Fifth Graders Use Their Voices for Good

Protecting the future of tigers and polar bears is important to Cleo Kassell-Yung ’30.

View Photo Gallery

When the fifth grader stepped up to the podium in Doc Wilson Hall to talk about endangered animals, her classmates could feel her enthusiasm. “I’m a big animal person and it meant a lot to me,” she said.

Michaela Boller’s humanities students tackled some thought-provoking topics, ranging from water pollution and homelessness to social media, as part of their unit on public speaking. It was an assignment that included researching and writing a speech that answered the question: How can I help? 

“They picked something they were passionate about, asked insightful questions along the way, and gave it their all when presenting their speeches,” Boller explained. 

Bibliophile Julian Atkins ’30 offered his sage advice on the importance of reading: “Don't think of reading as a chore, and make it feel like a reward.”

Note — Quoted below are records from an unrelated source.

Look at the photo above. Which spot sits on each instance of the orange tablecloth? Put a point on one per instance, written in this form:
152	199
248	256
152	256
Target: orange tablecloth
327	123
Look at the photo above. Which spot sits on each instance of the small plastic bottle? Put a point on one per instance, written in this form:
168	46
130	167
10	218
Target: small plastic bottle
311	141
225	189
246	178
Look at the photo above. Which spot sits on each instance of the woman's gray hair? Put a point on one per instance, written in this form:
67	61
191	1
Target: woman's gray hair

Future aerospace engineer Eli Goldfine ’30 chose a topic that has been near to his heart since he was 5 years old: NASA’s priorities and budget. “I found two committees that work on it at the federal level in the House and Senate and explained that you can contact a representative on these committees or a senator to make a difference,” he said.

Inspired by her mother’s career, Maya Iannaccone ’30 spoke about the use of green architecture. “I learned about helping to get rid of greenhouse gases when constructing a building and using different kinds of materials like bamboo and concrete,” she explained. 

As the students worked through the challenges of researching their subject matter, Boller had them also practice SPATE, an acronym for stance, pace, articulation, tone and eye contact. “Researching was hard, but it was also hard to maintain good posture and keep eye contact during the whole speech,” Atkins shared.

Practicing SPATE was important but Boller was most proud of how her young public speakers encouraged one another.

“I was the last person to go and saw that every time someone got up to do their speech everyone was clapping, cheering and wishing them good luck,” Iannaccone said. “So it brought my hopes up that I was going to do well, too.”